This post was written by Giesela Rühl, LL.M. (Berkeley), Humboldt-University of Berlin, and is also available via conflictoflaws.net.
The protection of human rights in global supply chains has been high on the agenda of national legislatures for a number of years. Most recently, also the European Union has joined the bandwagon. After Commissioner for Justice Didier Reynders announced plans to prepare a European human rights to due diligence instrument in April 2020, the JURI Committee of the European Parliament has now published a Draft Report on corporate due diligence and corporate accountability. The Report contains a motion for a European Parliament Resolution and a Proposal for a Directive which will, if adopted, require European companies – and companies operating in Europe – to undertake broad mandatory human rights due diligence along the entire supply chain. Violations will result, among others, in a right of victims to claim damages.
The proposed Directive is remarkable because it amounts to the first attempt of the European legislature to establish cross-sectoral mandatory human rights due diligence obligations coupled with a mandatory civil liability regime. However, from a private international law perspective the Draft Report attracts attention because it also contains proposals to change the Brussels I bis Regulation and the Rome II Regulation. In this post I will briefly discuss – and criticize – the proposed changes to the Rome II Regulation. For a discussion of the changes to the Brussels I bis Regulation I refer to Geert Van Calster’s thoughts on GAVC.

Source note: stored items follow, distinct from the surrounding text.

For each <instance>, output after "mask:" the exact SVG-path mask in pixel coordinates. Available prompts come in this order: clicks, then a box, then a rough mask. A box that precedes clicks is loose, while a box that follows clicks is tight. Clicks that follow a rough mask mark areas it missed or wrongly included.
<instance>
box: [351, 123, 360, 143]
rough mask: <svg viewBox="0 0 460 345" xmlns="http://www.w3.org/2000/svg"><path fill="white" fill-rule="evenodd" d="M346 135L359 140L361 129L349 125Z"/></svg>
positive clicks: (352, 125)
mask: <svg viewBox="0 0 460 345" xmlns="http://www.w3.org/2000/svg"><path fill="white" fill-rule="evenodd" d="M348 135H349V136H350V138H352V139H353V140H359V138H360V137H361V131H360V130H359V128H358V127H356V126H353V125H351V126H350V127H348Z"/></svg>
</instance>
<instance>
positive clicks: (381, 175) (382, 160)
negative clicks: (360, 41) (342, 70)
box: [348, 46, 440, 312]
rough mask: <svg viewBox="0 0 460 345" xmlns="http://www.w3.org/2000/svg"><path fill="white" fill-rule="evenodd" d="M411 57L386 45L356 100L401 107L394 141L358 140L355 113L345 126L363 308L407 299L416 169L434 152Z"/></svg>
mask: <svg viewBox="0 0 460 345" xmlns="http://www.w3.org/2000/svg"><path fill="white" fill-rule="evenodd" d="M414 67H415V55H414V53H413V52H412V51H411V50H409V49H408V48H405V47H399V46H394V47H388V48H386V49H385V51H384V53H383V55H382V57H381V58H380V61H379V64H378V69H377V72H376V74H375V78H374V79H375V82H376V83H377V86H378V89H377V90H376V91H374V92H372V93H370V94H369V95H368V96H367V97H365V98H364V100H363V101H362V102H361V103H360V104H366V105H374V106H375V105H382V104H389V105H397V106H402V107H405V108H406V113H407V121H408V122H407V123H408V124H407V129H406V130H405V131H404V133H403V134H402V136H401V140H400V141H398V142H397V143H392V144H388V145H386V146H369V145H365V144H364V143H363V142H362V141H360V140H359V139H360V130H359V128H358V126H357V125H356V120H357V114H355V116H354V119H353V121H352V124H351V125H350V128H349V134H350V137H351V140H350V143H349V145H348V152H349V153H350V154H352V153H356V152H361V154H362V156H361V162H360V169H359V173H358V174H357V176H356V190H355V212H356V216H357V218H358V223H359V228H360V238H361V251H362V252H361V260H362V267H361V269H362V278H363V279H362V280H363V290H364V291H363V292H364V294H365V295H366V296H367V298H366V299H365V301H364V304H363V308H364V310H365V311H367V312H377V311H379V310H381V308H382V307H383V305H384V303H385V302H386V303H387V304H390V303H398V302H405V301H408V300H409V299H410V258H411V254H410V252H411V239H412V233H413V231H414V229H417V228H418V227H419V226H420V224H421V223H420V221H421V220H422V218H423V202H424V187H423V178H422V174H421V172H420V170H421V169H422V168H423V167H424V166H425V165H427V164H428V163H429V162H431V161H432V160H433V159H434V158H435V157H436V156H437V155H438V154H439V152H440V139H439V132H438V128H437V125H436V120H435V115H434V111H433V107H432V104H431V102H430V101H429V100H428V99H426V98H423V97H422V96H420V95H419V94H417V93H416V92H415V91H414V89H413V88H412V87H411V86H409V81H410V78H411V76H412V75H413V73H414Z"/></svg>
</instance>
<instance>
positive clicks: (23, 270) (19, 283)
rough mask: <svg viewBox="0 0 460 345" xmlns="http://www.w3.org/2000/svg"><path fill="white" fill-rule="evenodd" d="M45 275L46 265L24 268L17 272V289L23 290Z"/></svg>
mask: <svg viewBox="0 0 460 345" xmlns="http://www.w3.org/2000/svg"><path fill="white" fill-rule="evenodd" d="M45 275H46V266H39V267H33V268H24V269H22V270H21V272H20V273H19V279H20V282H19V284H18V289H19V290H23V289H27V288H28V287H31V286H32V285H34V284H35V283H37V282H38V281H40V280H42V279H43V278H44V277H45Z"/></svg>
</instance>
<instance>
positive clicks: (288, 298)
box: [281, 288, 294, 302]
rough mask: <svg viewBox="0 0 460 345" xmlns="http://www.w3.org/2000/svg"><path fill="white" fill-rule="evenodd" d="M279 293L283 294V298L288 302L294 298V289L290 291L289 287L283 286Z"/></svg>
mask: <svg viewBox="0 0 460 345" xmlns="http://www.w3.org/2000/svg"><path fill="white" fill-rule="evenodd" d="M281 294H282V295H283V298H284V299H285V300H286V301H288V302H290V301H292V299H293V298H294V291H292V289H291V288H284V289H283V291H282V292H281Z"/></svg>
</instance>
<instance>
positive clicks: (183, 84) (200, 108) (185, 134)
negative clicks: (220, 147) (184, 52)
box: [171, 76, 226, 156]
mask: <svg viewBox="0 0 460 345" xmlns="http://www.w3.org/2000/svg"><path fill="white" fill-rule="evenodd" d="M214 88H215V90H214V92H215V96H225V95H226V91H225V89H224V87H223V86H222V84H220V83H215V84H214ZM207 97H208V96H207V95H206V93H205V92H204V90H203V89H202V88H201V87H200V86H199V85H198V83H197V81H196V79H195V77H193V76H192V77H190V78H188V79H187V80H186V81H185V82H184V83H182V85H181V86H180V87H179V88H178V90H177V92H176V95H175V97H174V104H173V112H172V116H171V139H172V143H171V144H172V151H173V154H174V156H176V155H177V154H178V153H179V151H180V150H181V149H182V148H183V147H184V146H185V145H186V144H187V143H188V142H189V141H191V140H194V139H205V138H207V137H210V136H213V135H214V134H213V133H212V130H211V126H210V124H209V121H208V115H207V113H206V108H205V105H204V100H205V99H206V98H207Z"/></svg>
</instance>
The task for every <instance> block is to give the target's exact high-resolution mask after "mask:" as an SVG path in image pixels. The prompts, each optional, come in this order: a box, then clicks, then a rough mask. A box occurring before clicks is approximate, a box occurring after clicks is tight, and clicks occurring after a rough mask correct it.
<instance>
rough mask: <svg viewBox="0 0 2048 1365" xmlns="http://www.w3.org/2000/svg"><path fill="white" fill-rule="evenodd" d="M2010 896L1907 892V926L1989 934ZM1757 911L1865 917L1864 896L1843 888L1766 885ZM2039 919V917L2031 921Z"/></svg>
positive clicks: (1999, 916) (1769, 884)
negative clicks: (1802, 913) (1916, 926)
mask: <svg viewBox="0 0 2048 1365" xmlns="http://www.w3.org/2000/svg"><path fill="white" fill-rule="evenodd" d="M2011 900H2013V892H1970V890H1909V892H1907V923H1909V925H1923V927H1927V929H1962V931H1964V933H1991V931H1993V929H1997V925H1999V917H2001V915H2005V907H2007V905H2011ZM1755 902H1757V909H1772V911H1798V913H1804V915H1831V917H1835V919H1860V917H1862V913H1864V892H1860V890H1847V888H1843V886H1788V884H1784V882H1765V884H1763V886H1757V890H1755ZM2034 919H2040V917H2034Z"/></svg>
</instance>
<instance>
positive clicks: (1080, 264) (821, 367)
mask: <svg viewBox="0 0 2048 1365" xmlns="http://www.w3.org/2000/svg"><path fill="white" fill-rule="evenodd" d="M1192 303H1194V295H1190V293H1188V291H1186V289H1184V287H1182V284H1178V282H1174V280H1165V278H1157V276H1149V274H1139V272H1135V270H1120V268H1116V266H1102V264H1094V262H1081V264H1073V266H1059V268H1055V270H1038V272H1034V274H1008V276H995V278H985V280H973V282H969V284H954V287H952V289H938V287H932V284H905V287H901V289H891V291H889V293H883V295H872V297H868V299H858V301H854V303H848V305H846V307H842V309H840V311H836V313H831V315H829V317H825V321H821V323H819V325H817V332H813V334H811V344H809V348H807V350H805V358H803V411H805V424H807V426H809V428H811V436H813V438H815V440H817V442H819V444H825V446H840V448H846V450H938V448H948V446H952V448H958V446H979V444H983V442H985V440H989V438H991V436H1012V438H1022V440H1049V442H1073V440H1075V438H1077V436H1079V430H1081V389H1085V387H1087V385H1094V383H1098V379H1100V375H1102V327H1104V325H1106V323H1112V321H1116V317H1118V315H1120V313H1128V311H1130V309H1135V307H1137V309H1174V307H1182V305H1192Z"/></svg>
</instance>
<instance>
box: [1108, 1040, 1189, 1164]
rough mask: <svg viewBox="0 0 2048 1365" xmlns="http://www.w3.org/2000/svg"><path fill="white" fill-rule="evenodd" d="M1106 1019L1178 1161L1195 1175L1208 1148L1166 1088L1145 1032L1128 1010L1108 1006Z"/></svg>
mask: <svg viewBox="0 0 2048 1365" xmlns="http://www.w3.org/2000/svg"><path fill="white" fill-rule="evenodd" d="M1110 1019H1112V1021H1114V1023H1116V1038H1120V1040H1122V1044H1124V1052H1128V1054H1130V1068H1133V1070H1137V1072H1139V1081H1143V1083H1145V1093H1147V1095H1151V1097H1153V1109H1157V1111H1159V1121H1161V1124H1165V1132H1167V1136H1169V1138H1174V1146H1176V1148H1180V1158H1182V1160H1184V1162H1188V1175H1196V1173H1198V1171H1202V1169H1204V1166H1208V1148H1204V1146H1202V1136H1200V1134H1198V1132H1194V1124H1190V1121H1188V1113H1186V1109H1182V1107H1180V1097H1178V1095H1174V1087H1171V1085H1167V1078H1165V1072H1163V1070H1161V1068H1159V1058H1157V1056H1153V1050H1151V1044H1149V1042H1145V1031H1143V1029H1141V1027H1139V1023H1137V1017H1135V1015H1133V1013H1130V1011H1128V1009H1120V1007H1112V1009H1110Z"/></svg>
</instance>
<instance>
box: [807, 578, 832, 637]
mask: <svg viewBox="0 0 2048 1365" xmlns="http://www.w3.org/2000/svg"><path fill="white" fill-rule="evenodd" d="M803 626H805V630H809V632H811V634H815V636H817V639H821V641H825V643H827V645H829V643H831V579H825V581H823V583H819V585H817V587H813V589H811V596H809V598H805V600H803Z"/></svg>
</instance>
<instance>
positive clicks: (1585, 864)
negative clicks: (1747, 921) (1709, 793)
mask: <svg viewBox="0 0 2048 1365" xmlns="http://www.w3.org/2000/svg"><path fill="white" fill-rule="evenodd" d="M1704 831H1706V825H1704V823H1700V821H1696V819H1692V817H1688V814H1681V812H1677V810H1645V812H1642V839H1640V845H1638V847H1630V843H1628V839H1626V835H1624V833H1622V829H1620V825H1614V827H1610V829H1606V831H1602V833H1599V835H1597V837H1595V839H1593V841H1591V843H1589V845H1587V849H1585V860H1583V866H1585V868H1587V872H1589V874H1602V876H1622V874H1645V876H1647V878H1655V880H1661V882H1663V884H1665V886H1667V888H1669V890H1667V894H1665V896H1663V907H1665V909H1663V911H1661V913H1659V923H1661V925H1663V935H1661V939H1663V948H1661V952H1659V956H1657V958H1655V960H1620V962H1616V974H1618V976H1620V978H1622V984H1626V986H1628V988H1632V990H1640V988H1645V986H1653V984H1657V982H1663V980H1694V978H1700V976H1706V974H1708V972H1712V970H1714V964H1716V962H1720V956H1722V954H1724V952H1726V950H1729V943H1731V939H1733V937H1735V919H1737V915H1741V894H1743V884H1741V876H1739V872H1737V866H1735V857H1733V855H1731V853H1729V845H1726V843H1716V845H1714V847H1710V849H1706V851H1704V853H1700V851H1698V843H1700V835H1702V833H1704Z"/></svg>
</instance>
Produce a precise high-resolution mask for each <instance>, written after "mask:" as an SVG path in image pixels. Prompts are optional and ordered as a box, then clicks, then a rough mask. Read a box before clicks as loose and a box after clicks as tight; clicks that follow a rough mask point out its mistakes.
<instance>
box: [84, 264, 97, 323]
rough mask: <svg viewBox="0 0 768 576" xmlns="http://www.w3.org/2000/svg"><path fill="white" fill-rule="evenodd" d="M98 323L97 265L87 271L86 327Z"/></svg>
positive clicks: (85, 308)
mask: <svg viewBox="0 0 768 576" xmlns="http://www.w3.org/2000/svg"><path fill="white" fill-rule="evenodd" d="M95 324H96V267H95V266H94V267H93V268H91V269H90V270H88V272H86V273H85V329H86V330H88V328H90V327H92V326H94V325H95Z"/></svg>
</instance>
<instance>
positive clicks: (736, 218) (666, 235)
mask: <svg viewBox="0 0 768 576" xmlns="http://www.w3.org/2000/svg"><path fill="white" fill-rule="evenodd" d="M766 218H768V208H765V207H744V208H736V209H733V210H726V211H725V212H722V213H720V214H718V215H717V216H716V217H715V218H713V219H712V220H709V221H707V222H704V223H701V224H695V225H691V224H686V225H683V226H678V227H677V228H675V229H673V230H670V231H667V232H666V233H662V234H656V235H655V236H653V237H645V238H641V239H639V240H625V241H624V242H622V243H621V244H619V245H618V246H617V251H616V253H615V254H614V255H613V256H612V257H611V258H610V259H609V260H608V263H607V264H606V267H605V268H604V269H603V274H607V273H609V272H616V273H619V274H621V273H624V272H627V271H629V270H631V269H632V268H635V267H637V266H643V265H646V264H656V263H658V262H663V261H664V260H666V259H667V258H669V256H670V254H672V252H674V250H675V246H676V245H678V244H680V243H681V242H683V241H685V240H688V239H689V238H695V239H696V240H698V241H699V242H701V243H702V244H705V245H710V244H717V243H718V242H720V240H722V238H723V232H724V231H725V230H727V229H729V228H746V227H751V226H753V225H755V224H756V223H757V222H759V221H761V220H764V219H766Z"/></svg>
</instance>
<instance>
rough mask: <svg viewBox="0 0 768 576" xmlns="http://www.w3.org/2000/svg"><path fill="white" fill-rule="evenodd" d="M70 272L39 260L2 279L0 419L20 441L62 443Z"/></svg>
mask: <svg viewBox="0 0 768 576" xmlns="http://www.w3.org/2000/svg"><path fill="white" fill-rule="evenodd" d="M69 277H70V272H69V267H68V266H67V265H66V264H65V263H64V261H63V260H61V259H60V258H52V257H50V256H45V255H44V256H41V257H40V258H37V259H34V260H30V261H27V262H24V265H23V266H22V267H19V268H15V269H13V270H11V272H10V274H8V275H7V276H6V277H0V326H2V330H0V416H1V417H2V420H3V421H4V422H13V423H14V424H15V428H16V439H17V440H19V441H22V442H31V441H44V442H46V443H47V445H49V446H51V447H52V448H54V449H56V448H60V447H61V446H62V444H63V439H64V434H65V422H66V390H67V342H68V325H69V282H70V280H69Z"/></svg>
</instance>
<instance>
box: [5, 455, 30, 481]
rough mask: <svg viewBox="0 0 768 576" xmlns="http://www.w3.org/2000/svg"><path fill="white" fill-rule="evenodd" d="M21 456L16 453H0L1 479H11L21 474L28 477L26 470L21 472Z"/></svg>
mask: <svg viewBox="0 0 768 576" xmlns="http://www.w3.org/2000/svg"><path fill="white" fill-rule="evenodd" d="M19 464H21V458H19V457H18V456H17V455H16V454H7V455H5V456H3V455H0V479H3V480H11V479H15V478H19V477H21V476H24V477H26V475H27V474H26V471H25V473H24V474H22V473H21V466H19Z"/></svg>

Victims’ Unilateral Right to Choose the Applicable Law
The proposed change to the Rome II Regulation envisions the introduction of a new Article 6a entitled “Business-related human rights claims”. Clearly modelled on Article 7 Rome II Regulation relating to environmental damage the proposal allows victims of human rights violations to choose the applicable law. However, unlike Article 7 Rome II Regulation, which limits the choice to the law of the place of injury and the law of the place of action, the proposed Article 6a allows victims of human rights violations to choose between potentially four different laws, namely
1) the law of the country in which the damage occurred, i.e. the law of the place of injury,
2) the law of the country in which the event giving rise to damage occurred, i.e. the law of the place of action,
3) the law of the country in which the parent company has its domicile or, where the parent company does not have a domicile in a Member State,
4) the law of the country where the parent company operates.
The rationale behind the proposed Article 6a Rome II Regulation is clear: The JURI Committee tries to make sure that the substantive provisions of the proposed Directive will actually apply – and not fall prey to Article 4(1) Rome II Regulation which, in typical supply chain cases, leads to application of the law of the host state in the Global South and, hence, non-EU law. By allowing victims to choose the applicable law, notably the law of the (European) parent company the JURI Committee takes up recommendations that have been made in the literature over the past years.
However, a right to choose the applicable law ex post – while certainly good for victims – is conceptually ill-conceived because it results in legal uncertainty for all companies that try to find out ex ante what their obligations are. Provisions like the proposed Article 6a Rome II Regulation, therefore, fundamentally impair the deterrence function of tort law and increase compliance costs for companies because they have to adjust their behaviour to four – potentially – different laws to avoid liability. It is for this reason that choice of law rules that allow one party to unilaterally choose the applicable law ex post have largely (even though not completely) fallen out of favour.
Alternative Roads to European law
The proposed Article 6a Rome II Regulation, however, does not only fail to convince conceptually. It also fails to convince as regards to the purpose that it seeks to achieve. In fact, there are much better ways to ensure that European standards apply in supply chain cases. The most obvious way is to simply adopt the envisioned European instrument in the form of a Regulation. Its provisions would then have to be applied as international uniform law by all Member State courts – irrespective of the provisions of the Rome II Regulation. However, even if the European legislature prefers to adopt a European instrument in the form of a Directive – for political or competence reasons –, no change of the Rome II Regulation is necessary to ensure that it is applied throughout Europe. In fact, its provisions can simply be classified as overriding mandatory provisions in the meaning of Article 16 Rome II Regulation. The national provisions implementing the Directive will then apply irrespective of the otherwise applicable law.
In the light of the above, application of European human rights due diligence standards can be ensured without amending the Rome II Regulation. It is, therefore, recommended that the JURI Committee rethinks – and then abandons – the proposed Article 6a Rome II Regulation.